Y este es el mandamiento: arrepentíos, todos vosotros, extremos de la tierra, y venid a mí y sed bautizados en mi nombre, para que seáis santificados por la recepción del Espíritu Santo, a fin de que en el postrer día podáis presentaros ante mí sin mancha. ―3 Nefi 27:20


Ninguna cosa inmunda puede morar en la presencia divina. El propósito principal del plan de salvación es preparar a los hombres y las mujeres para estar con Dios. Para esto, es que Dios ha preparado un medio, un poder purificador que limpie los efectos del pecado, un proceso por el cual los hijos del Padre se renueven, condicionen y preparen para estar en su presencia. Mediante la sangre de Cristo y el poder del Espíritu Santo, los miembros de la Iglesia del Señor son purificados del pecado y liberados de sus efectos condenatorios. Este proceso se conoce como santificación.

Perdonando los Pecados y Apartando la Iniquidad

En el tiempo de la organización de la Iglesia restaurada, el Profeta José Smith dejó registrado lo siguiente: “Y sabemos que la justificación por la gracia de nuestro Señor y Salvador Jesucristo es justa y verdadera; y también sabemos que la santificación por la gracia de nuestro Señor y Salvador Jesucristo es justa y verdadera, para con todos los que aman y sirven a Dios con toda su alma, mente y fuerza” (D. y C. 20:30-31). Ser justificado es ser absuelto, es ser hecho inocente, es ser exonerado. En el sentido espiritual, ser justificado es ser declarado limpio y libre del pecado.

Las personas fuera de la Iglesia quienes reciban el mensaje de la Restauración, se arrepientan de sus pecados, y sean bautizados por el agua y el fuego y por el Espíritu Santo, serán justificadas. Aquellos que están dentro del convenio del evangelio se arrepienten de sus pecados, participan del sacramento de la Cena del Señor, y procuran caminar por sendas de justicia.

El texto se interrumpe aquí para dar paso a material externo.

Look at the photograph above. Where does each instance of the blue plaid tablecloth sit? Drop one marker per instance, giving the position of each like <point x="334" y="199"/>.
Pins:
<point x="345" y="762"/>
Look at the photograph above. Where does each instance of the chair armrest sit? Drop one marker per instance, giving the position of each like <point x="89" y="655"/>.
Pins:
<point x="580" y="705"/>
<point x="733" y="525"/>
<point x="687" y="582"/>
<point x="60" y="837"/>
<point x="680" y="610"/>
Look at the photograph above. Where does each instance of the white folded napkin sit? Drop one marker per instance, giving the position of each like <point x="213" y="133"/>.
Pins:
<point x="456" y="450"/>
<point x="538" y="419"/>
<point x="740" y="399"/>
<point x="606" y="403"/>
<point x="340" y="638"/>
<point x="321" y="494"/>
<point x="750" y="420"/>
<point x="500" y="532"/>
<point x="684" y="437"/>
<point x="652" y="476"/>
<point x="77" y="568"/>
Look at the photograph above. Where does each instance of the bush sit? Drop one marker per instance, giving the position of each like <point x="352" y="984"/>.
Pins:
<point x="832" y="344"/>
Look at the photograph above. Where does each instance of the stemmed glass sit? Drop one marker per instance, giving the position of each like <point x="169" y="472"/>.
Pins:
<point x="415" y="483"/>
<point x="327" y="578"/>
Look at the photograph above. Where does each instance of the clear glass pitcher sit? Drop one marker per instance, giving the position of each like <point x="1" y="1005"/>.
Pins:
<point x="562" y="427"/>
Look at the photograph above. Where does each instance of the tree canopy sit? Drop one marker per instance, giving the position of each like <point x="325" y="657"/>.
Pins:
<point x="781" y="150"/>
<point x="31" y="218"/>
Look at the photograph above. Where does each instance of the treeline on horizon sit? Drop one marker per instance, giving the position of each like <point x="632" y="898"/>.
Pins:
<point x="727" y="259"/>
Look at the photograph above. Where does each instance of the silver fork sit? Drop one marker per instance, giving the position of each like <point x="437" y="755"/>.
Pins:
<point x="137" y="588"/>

Los primeros habrán obtenido una remisión de los pecados y serán por lo tanto, justificados. Los últimos ―ciudadanos del reino― están capacitados para retener esa remisión de los pecados día tras día mediante el reconocimiento de la benevolencia y las gracias de Dios; magnificando sus llamamientos y ofreciendo su tiempo y sus energías en el servicio desinteresado a sus semejantes, (ver D. y C. 84:33; Mosiah 4:12,26; Alma 4:13-14).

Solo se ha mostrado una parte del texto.